Millones de habitantes en todo el mundo han podido salir de la pobreza en las últimas
décadas en gran parte debido al alto crecimiento económico en dichas naciones.
En el Grupo del Banco Mundial hemos calculado que las tasas de crecimiento tendrán
que ser superiores a las registradas antes de la crisis financiera mundial
especialmente en Asia meridional y África— para poder lograr un mundo sin el estigma de la pobreza extrema.
Es por eso que me preocupan las proyecciones de nuestro informe “Perspectivas económicas mundiales”, un documento que publicamos dos veces al año. En enero, estimamos que los países en desarrollo crecerían un 5,3 % en 2014. Ahora, hemos bajado nuestros pronósticos a 4,8 %.
Estas revisiones a la baja se debieron en parte al severo invierno registrado en Estados Unidos y la crisis en curso en Ucrania. Pero los presupuestos de muchos países en desarrollo también están en dificultades y los déficits son elevados y siguen aumentando
Al mismo tiempo, los precios de los productos básicos —de los que muchos países dependen como fuente de ingresos— han caído mientras que la inversión y el financiamiento han sido más difíciles de conseguir.

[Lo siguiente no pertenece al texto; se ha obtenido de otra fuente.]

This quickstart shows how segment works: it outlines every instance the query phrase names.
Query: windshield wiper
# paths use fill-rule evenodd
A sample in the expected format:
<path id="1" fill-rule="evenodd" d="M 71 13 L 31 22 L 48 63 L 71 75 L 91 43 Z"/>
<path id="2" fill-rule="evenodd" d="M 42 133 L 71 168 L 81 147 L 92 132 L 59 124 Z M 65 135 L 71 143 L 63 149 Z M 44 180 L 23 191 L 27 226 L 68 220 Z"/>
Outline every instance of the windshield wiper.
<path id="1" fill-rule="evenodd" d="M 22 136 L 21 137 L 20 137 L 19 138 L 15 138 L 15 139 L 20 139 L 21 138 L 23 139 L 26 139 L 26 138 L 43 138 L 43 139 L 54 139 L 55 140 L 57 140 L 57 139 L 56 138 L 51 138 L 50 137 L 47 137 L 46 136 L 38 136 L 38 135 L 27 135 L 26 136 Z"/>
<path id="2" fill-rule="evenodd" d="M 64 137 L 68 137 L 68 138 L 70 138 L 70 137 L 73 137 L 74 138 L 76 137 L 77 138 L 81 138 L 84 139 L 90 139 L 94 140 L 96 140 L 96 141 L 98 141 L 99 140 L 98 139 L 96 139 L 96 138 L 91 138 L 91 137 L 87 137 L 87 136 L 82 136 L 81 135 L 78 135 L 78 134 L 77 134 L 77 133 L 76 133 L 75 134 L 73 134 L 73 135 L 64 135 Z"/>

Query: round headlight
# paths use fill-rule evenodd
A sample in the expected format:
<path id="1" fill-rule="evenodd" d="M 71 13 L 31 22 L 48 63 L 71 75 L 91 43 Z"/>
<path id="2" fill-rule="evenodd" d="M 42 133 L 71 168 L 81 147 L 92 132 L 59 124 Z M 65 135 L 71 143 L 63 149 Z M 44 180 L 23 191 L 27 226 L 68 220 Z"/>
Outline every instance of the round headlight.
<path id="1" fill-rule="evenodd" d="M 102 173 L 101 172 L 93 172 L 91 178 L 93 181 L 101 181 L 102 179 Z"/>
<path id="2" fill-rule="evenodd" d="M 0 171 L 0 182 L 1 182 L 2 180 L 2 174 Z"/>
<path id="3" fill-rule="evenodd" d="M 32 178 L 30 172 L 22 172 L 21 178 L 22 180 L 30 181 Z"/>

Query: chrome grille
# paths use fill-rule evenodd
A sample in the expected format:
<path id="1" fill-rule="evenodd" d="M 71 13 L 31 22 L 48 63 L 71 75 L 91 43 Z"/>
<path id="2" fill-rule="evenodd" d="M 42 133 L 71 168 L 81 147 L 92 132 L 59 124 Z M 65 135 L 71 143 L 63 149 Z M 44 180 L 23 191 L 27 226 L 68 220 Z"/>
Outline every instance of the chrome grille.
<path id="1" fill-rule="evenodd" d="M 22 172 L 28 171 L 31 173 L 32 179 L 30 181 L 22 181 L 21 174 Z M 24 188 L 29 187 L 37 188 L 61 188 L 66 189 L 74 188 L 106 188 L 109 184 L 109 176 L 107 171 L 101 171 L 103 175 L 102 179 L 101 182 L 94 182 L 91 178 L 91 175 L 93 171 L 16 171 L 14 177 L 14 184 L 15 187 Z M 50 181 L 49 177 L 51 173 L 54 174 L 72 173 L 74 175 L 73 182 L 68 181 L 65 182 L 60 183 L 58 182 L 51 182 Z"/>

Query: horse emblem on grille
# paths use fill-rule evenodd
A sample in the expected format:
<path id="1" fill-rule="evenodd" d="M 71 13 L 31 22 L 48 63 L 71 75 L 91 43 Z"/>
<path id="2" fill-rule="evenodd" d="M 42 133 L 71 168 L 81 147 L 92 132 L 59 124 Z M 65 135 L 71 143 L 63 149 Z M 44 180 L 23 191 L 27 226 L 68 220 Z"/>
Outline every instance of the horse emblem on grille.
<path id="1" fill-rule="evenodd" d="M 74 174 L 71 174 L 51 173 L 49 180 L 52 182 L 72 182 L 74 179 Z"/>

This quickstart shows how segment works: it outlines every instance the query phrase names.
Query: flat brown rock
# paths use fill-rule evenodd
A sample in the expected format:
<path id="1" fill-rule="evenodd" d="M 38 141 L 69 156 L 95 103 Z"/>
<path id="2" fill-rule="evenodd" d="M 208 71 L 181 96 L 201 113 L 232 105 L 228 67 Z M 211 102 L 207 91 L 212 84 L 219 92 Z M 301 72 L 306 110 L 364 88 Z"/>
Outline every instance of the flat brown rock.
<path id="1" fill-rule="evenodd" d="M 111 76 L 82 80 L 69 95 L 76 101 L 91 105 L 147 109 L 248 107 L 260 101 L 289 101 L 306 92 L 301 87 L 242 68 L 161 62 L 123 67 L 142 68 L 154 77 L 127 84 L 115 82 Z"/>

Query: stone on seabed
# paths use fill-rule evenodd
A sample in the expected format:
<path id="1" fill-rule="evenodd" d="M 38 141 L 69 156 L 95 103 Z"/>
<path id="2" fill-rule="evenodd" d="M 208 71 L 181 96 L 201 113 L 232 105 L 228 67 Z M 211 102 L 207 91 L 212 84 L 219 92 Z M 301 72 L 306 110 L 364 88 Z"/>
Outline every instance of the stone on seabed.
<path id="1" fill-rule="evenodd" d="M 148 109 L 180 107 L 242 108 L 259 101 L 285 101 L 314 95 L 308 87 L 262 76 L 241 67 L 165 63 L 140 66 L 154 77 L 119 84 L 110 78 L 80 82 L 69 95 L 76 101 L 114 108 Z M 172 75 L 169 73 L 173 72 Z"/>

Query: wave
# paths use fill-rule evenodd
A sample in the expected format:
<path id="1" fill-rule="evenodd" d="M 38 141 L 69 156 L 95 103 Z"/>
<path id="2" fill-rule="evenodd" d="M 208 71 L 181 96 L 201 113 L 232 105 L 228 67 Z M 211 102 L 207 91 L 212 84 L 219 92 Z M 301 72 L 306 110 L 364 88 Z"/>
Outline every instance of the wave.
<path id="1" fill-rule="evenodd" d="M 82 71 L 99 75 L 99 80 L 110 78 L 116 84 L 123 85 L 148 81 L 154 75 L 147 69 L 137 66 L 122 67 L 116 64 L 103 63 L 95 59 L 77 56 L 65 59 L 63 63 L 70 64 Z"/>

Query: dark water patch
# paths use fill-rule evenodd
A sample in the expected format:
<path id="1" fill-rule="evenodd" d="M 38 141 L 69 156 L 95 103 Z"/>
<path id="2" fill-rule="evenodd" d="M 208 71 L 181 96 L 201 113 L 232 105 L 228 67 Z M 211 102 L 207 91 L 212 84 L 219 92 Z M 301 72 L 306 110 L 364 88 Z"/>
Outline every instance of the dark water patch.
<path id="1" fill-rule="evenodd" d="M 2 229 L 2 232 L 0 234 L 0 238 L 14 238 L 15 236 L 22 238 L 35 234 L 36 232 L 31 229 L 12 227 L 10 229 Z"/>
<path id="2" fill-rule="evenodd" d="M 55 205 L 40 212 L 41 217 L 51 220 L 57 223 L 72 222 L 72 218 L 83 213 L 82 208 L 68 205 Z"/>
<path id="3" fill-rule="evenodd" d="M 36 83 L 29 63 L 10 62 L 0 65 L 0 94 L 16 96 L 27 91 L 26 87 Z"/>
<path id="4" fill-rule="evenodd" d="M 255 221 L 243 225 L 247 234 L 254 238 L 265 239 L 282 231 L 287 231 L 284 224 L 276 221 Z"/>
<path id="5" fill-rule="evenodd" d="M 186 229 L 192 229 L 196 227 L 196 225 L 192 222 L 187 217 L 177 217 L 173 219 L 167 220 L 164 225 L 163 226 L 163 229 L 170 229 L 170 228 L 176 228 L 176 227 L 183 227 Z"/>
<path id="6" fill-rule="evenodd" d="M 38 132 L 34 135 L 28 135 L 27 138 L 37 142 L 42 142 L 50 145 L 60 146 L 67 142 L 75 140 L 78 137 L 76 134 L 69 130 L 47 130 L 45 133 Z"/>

Esto significa que muchos países no tienen margen de maniobra
para enfrentar una crisis, y mucho menos sacar a más personas de la pobreza
También implica que deben hacer todo lo que puedan para evitar posibles perturbaciones como la crisis alimentaria de 2007, que obligó a muchos pobres en las naciones en desarrollo a dejar de comer o vender sus bienes solo para alimentarse
Los Gobiernos de los países en desarrollo deben avanzar más rápidamente e invertir más en las reformas estructurales internas —lo que significa tener prudencia fiscal, crear un entorno empresarial competitivo y, en el largo plazo, invertir en salud, educación e infraestructura— para estimular un crecimiento económico de amplia base e inclusivo. Estas políticas dinámicas beneficiarán a todos los ciudadanos, incluidos los que están en la pobreza o que una crisis puede volver a hacer caer en la indigencia.